На следующий день, как и обещал Фросе, Владимир Габо приехал на колхозном жеребце, «Мальчике», к ней домой. Отец Фроси, Андрей Антонович, в углу двора, почти у самой дощатой калитки, переворачивал сено, высушивая на солнце небольшую копну, откуда-то принесенную, скошенную у какой-то канавки, потому что, во-первых, рядом с сеном стояла прислоненная к забору коса, и, во-вторых, в этих краях без разрешения колхоза сено косить для себя лично не было принято. Для себя сено можно было косить после заготовки и скирдования колхозу фуража, если, конечно, оставались еще неудобные для косьбы берега рек, канав и прочие места. Так как пока в районе не приступали к сенокосу, то уважаемый Андрей Антонович мог скосить это небольшое количество сена только где-нибудь рядом, поблизости от дома, у придорожных канав. Поздоровавшись с гостем и познакомившись, Андрей Антонович, зная место прописки коня, знаменитого на весь район, спросил:

– А как в Джиниси дела? Неужто новый ваш председатель, Георгий Ильич Христианов, разрешает всем желающим на «Мальчике» кататься?

– Всем нет, но мне разрешили. Тем более что мой приезд связан с радостным событием…

– Каким событием, неужели, не начав еще сенокос, джинисцы закончили его? – перебив собеседника, улыбнулся хозяин.

– Нет, Андрей Антонович, – слегка улыбнувшись, в такт хозяину произнес Володя. – Радостное событие касается меня самого лично. Я пришел просить у вас руки вашей дочери, Фроси, – сказал Владимир, и, вдруг посерьезнев, и даже слегка испугавшись собственных слов и смелости, стал глядеть пристально на хозяина дома. А тот, в свою очередь, ожидавший всего, но не этого, так как дочери-то всего семнадцать лет, только что окончила школу, и в голове девушки только мысли об учебе в медицинском институте. Надежда Яковлевна Эминова, родственница из Джиниси и студентка Курского мединститута, столько рассказала об этом институте Фросе в письмах и встречах, что девушка уже влюбилась в город Курск, но не в парней, и уж тем более замуж выходить…

– Тут что-то не то, – рассуждал Андрей Антонович. – Может, он увидел ее и влюбился, – пронеслась в его голове мысль, – это может быть, наверное, так и есть. При нормальных отношениях парня и девушки руки ее просят в наших краях у обоих родителей, а не только у отца, – далее рассуждал он. – Но в любом случае – парень смелый, раз один, а может, нет у него родственников, кует свое собственное счастье.

А вслух парня спросил:

– А Фрося что, согласна?

– Не знаю, – услышал неожиданный ответ. Перестав ворошить сено, Андрей Антонович вилы воткнул в землю и, держась обеими руками за конец ручки, уперся на нее всей верхней частью корпуса и повернулся в сторону гостя.

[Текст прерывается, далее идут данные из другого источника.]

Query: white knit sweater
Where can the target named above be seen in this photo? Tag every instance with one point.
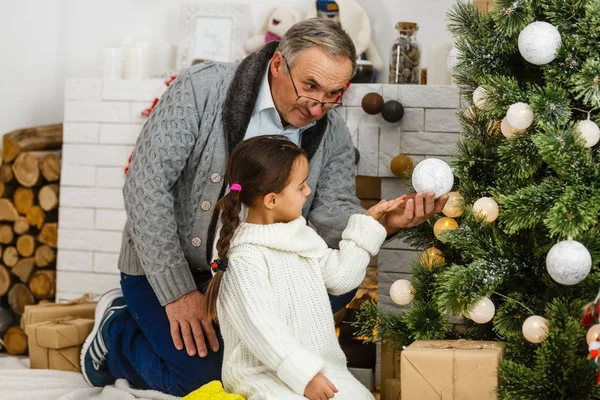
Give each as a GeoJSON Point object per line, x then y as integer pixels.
{"type": "Point", "coordinates": [274, 310]}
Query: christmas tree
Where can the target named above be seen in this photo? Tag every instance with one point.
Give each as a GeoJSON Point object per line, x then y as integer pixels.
{"type": "Point", "coordinates": [515, 257]}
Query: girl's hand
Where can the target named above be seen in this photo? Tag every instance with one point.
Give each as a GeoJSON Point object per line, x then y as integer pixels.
{"type": "Point", "coordinates": [385, 206]}
{"type": "Point", "coordinates": [320, 388]}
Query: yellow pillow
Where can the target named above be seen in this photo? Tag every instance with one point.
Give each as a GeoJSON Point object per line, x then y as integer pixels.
{"type": "Point", "coordinates": [212, 391]}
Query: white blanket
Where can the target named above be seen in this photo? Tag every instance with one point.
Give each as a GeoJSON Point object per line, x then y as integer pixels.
{"type": "Point", "coordinates": [19, 382]}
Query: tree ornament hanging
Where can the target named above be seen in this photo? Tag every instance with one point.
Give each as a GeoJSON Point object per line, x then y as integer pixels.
{"type": "Point", "coordinates": [442, 225]}
{"type": "Point", "coordinates": [535, 329]}
{"type": "Point", "coordinates": [433, 175]}
{"type": "Point", "coordinates": [568, 262]}
{"type": "Point", "coordinates": [372, 103]}
{"type": "Point", "coordinates": [507, 130]}
{"type": "Point", "coordinates": [402, 292]}
{"type": "Point", "coordinates": [479, 97]}
{"type": "Point", "coordinates": [589, 131]}
{"type": "Point", "coordinates": [486, 207]}
{"type": "Point", "coordinates": [519, 116]}
{"type": "Point", "coordinates": [483, 311]}
{"type": "Point", "coordinates": [455, 206]}
{"type": "Point", "coordinates": [539, 42]}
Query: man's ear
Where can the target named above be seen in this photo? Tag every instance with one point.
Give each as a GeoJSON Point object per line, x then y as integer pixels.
{"type": "Point", "coordinates": [270, 201]}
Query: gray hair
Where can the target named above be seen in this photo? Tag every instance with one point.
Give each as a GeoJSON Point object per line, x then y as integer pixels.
{"type": "Point", "coordinates": [326, 34]}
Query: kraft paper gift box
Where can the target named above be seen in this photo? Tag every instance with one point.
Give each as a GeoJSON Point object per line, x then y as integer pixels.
{"type": "Point", "coordinates": [450, 370]}
{"type": "Point", "coordinates": [57, 344]}
{"type": "Point", "coordinates": [81, 308]}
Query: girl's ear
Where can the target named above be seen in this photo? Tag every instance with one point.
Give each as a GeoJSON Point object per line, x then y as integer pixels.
{"type": "Point", "coordinates": [270, 201]}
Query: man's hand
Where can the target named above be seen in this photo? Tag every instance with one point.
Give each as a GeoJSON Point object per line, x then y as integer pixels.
{"type": "Point", "coordinates": [416, 209]}
{"type": "Point", "coordinates": [187, 319]}
{"type": "Point", "coordinates": [320, 388]}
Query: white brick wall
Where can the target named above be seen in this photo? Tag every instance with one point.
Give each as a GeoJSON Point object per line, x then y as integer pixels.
{"type": "Point", "coordinates": [101, 124]}
{"type": "Point", "coordinates": [103, 120]}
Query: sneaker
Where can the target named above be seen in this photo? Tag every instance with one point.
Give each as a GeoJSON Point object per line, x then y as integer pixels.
{"type": "Point", "coordinates": [94, 366]}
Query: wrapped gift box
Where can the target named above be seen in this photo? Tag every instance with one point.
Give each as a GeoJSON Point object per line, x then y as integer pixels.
{"type": "Point", "coordinates": [450, 370]}
{"type": "Point", "coordinates": [57, 344]}
{"type": "Point", "coordinates": [81, 308]}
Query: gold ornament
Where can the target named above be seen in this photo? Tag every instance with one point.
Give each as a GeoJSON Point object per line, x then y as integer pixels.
{"type": "Point", "coordinates": [401, 165]}
{"type": "Point", "coordinates": [455, 206]}
{"type": "Point", "coordinates": [442, 225]}
{"type": "Point", "coordinates": [593, 334]}
{"type": "Point", "coordinates": [486, 207]}
{"type": "Point", "coordinates": [432, 256]}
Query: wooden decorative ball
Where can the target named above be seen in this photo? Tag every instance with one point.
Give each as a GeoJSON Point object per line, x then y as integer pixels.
{"type": "Point", "coordinates": [401, 165]}
{"type": "Point", "coordinates": [392, 111]}
{"type": "Point", "coordinates": [372, 103]}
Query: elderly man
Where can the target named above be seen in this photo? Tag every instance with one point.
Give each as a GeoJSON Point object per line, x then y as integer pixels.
{"type": "Point", "coordinates": [154, 332]}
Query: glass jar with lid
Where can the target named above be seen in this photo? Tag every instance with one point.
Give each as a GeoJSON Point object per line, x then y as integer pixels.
{"type": "Point", "coordinates": [405, 56]}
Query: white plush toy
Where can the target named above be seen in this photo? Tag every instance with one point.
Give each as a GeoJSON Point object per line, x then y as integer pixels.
{"type": "Point", "coordinates": [278, 22]}
{"type": "Point", "coordinates": [355, 21]}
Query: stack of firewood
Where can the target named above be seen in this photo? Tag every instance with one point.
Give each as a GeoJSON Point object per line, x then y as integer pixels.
{"type": "Point", "coordinates": [29, 188]}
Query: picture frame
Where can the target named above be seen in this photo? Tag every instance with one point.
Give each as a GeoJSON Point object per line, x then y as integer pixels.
{"type": "Point", "coordinates": [212, 31]}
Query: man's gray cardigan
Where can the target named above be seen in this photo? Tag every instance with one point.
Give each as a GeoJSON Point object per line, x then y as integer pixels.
{"type": "Point", "coordinates": [177, 173]}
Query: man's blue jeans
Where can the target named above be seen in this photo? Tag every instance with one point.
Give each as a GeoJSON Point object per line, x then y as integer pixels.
{"type": "Point", "coordinates": [140, 348]}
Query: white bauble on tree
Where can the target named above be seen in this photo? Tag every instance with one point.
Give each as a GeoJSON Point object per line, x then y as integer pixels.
{"type": "Point", "coordinates": [568, 262]}
{"type": "Point", "coordinates": [402, 292]}
{"type": "Point", "coordinates": [539, 42]}
{"type": "Point", "coordinates": [507, 130]}
{"type": "Point", "coordinates": [486, 207]}
{"type": "Point", "coordinates": [483, 311]}
{"type": "Point", "coordinates": [519, 116]}
{"type": "Point", "coordinates": [479, 97]}
{"type": "Point", "coordinates": [589, 131]}
{"type": "Point", "coordinates": [535, 329]}
{"type": "Point", "coordinates": [433, 175]}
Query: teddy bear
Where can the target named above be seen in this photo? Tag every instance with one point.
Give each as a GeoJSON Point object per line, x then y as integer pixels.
{"type": "Point", "coordinates": [279, 20]}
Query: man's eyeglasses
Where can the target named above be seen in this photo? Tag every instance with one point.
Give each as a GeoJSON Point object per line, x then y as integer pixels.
{"type": "Point", "coordinates": [309, 102]}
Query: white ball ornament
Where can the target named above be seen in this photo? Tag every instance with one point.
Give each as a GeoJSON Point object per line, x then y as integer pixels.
{"type": "Point", "coordinates": [483, 311]}
{"type": "Point", "coordinates": [433, 175]}
{"type": "Point", "coordinates": [479, 97]}
{"type": "Point", "coordinates": [535, 329]}
{"type": "Point", "coordinates": [589, 131]}
{"type": "Point", "coordinates": [539, 43]}
{"type": "Point", "coordinates": [519, 116]}
{"type": "Point", "coordinates": [568, 262]}
{"type": "Point", "coordinates": [507, 130]}
{"type": "Point", "coordinates": [402, 292]}
{"type": "Point", "coordinates": [486, 207]}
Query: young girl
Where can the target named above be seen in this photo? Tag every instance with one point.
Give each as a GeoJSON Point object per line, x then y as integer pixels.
{"type": "Point", "coordinates": [273, 276]}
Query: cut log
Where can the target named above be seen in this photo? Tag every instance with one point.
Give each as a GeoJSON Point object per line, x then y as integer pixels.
{"type": "Point", "coordinates": [50, 167]}
{"type": "Point", "coordinates": [6, 234]}
{"type": "Point", "coordinates": [4, 280]}
{"type": "Point", "coordinates": [26, 245]}
{"type": "Point", "coordinates": [23, 198]}
{"type": "Point", "coordinates": [36, 217]}
{"type": "Point", "coordinates": [27, 170]}
{"type": "Point", "coordinates": [24, 269]}
{"type": "Point", "coordinates": [48, 196]}
{"type": "Point", "coordinates": [44, 256]}
{"type": "Point", "coordinates": [43, 284]}
{"type": "Point", "coordinates": [8, 212]}
{"type": "Point", "coordinates": [10, 256]}
{"type": "Point", "coordinates": [20, 296]}
{"type": "Point", "coordinates": [6, 319]}
{"type": "Point", "coordinates": [15, 341]}
{"type": "Point", "coordinates": [49, 234]}
{"type": "Point", "coordinates": [37, 138]}
{"type": "Point", "coordinates": [6, 174]}
{"type": "Point", "coordinates": [21, 226]}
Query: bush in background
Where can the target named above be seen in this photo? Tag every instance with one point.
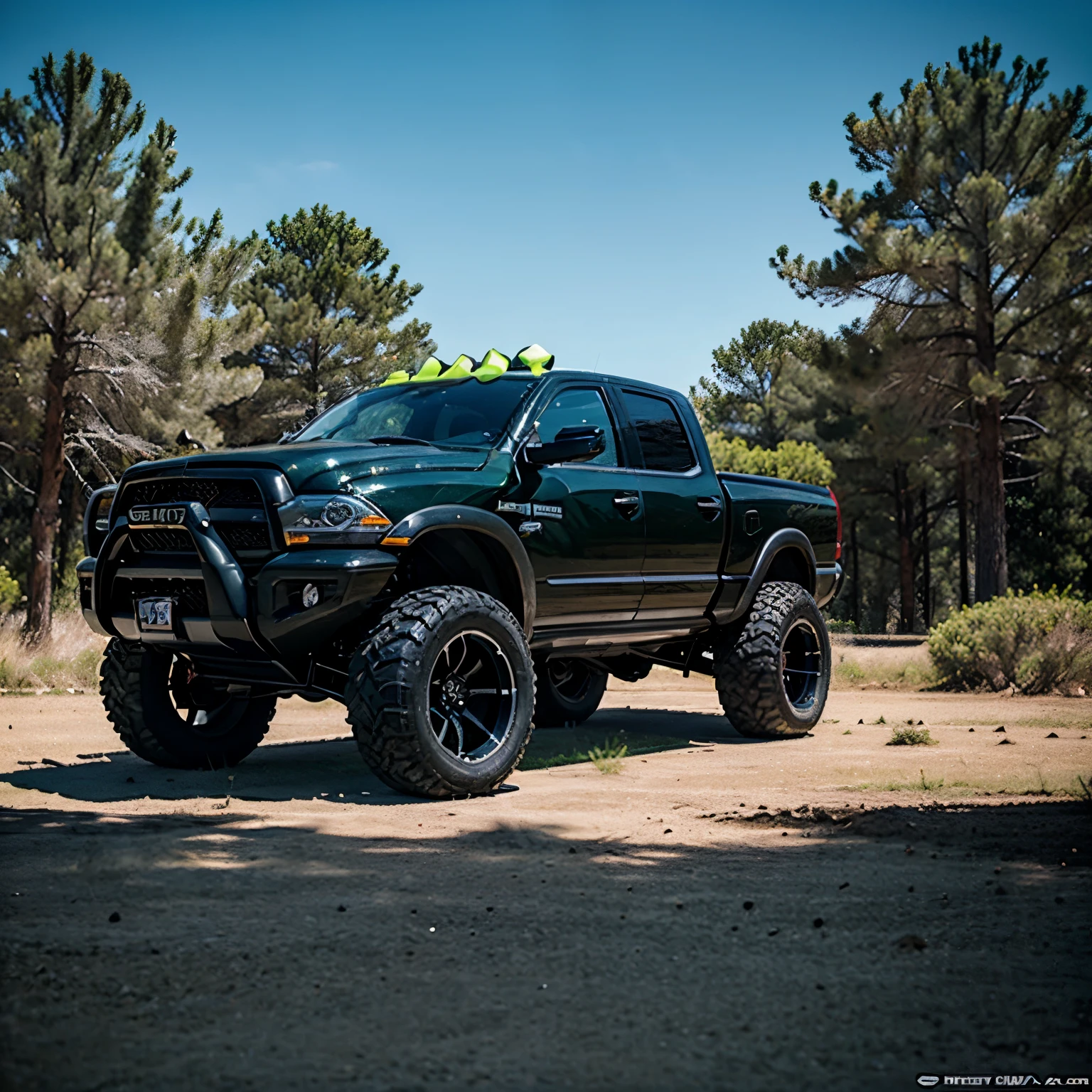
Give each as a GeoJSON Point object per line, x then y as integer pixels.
{"type": "Point", "coordinates": [69, 658]}
{"type": "Point", "coordinates": [10, 592]}
{"type": "Point", "coordinates": [791, 459]}
{"type": "Point", "coordinates": [1037, 642]}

– Симпатичный молодец, – отметил он про себя, – не женственно красивый, а мужчина-красавец, таких девушки любят, и лицо волевое, мужественное. Однако на что он рассчитывает, если даже с девушкой не поговорил. Неужели думает, что любая девушка за честь сочтет выйти за него замуж.

– Володя, – с улыбкой в глазах обратился отец Фроси к гостю, – вы меня удивили. Я буду молчать, мое мнение не имеет значения, но с девушкой вы не поговорили, а она вам ответит только «нет». Не верите мне, идите, поговорите с ней. – Андрею Антоновичу почему—то стало жалко Володю. «Первый раз слышу, чтобы парень вот таким образом жениться собрался» – пронеслось в его голове и, улыбнувшись, он покачал головой.

– Ну что, – глядя на гостя по-доброму, спросил хозяин, – пойдешь, поговоришь с девушкой? Или уже расхотелось – сядешь на коня и поедешь в свое Джиниси?

– Пойду поговорю, Джиниси подождет. Только скажите, куда коня привязать? – спросил Владимир, глазами ища соответствующий гвоздь на столбах балкона.